Will Yasiel Puig Be The Death Of Don Mattingly Or Continue To Lead The Birth Of A Dynasty?

Yasiel Puig jumped out of a Cuban spaceship, landed in LA and transformed the Dodgers season from one of wasted dollars and unfulfilled promise, into a positive step closer to achieving their first WS ring in over 25 years. He turned a move of desperation into a jackpot maneuver that changed the entire culture of the squad and lit a fire under the asses of the rich and complacent veterans. Despite his personality quirks, wreckless play and celebrity swag, his record-setting rookie numbers made him a welcomed addition to the squad and probably saved manager Don Mattingly’s job.

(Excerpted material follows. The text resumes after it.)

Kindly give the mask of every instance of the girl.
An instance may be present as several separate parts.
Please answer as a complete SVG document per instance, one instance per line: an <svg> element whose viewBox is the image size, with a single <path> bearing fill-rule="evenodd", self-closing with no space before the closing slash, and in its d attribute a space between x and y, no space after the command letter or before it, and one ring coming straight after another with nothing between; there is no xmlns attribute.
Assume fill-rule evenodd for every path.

Problem is, Puig’s fame seems to be going to his head and he's been a headache for the Dodgers. It started at the end of last season and has continued. His numbers have almost tailed off simultaneously with his increasingly erratic behavior. He’s temperamental, immature and that hunger he showed last season seems to be waning a bit. He’s still a physical specimen with freakish skills and can turn a baseball game into a football atmosphere, but his act could wear thin if the Dodgers begin to slide.

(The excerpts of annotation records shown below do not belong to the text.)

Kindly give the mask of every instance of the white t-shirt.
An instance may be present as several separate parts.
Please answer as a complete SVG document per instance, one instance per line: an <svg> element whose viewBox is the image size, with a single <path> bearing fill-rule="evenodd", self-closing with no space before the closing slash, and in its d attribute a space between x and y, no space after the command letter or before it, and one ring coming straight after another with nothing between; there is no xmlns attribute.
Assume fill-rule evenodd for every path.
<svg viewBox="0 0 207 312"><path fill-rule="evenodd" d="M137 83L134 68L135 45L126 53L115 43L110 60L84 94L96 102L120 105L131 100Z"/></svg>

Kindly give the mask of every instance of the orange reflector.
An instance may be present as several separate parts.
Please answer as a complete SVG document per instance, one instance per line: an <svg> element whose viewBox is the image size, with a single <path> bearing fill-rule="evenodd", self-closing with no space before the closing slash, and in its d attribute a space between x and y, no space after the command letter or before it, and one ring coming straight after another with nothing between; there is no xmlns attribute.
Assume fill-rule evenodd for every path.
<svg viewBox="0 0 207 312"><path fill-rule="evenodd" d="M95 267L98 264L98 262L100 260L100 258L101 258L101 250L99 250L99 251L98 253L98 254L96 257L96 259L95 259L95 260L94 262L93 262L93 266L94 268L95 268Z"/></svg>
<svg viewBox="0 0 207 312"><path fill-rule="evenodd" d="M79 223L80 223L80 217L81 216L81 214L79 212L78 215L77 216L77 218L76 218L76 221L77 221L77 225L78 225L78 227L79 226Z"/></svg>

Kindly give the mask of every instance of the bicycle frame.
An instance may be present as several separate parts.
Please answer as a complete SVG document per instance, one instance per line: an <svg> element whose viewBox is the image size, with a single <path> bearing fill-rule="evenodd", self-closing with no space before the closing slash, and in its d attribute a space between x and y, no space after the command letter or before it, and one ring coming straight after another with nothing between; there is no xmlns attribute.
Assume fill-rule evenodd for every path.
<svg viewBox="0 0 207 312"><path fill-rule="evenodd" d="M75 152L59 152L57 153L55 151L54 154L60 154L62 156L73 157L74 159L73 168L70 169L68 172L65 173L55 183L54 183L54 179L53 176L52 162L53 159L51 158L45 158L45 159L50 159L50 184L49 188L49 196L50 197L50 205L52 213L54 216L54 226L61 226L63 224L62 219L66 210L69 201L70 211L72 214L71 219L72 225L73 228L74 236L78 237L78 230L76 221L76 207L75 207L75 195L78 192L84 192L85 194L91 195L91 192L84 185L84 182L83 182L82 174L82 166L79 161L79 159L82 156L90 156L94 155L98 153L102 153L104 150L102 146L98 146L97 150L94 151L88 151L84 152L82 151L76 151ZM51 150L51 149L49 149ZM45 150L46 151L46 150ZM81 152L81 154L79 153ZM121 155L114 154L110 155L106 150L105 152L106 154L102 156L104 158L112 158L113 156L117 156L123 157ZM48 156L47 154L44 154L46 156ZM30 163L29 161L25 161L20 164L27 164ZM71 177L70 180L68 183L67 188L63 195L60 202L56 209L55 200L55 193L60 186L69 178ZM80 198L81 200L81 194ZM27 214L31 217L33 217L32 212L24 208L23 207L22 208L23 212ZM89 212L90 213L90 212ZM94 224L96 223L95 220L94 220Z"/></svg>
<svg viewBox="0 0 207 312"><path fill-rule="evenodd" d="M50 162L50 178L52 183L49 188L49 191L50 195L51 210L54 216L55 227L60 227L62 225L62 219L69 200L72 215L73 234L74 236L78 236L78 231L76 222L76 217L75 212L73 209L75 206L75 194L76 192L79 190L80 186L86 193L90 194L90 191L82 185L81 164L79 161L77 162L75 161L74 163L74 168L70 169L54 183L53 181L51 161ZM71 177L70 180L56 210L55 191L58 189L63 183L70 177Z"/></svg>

Seriously though, Puig needs to take a chill pill and play ball.

 

Albert Pujols is approaching 500 homers, 1500 runs and 1500 RBI’s, but does anybody care?

Before Miguel Cabrera grabbed the No. 1 spot, and before Pujols left St. Louis heart-broken, making the mad dash for cash in Hollywood, Pujols was baseball’s Ben Diamond. His bat was nutty and unpredictably lethal. The two-time WS champ has cooled off a bit since coming to Hollywood and signing a record 10-year, $242 million contract in 2012, but the three-time MVP is coming up on the 500-homer, 1,500 RBI-mark and doing interior decorating for his HOF lodgings once he retires.

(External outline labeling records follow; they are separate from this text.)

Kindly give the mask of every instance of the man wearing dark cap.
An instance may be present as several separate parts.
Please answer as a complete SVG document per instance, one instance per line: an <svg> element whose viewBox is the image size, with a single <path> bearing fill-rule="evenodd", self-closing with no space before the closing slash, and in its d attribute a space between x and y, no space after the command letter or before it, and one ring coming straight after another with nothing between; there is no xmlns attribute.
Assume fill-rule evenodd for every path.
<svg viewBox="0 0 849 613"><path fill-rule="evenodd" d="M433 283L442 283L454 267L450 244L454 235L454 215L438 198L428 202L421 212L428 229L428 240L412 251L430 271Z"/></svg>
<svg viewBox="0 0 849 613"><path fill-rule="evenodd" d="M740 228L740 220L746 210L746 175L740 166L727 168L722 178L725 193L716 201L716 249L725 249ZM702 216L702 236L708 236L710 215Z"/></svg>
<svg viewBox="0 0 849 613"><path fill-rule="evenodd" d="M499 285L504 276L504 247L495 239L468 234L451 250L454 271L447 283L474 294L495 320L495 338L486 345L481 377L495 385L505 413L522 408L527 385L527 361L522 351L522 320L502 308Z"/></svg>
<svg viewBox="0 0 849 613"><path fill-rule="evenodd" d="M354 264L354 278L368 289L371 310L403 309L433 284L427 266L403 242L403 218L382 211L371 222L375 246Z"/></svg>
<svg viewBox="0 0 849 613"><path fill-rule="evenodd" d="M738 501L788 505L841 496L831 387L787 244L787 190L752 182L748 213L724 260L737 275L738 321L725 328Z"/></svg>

Let’s hope the PED Police don’t lock him up before he can get to Cooperstown. It would serve Pujols well to average more than the 24 home runs, 84 RBI and .275 batting he's feebly flexed during his two injury-plagued seasons with the Angels. But how much better can he get at 34-years-old?

Is Bryce Harper more Mickey Mantle or Eric Davis?

In my piece, “Bryce Harper Is In The RG3 Zone,” I spoke of the phenom’s injury-plagued rise and wondered if he would ever reach his potential because he seems to be injury-prone. Harper had surgery back in October to repair the bursa in his left knee. He worked on building mass during the offseason in hopes of staying injury-free. Just as the season began, Harper got a clean bill of health and talk of him winning an MVP picked up steam across media chatter-lines. Then on Opening Day I see son take a knee to the head trying to break up a DP at second base and he had to leave the game for a minute. The last thing the big homie needs is another concussion. He’s already caught a couple of those crashing into outfield walls. As great a ball player as he is, if these things keep happening to young Bryce, I’m going to start questioning his baseball I.Q., his luck and his chance to fulfill the hype of being a once in a generation talent.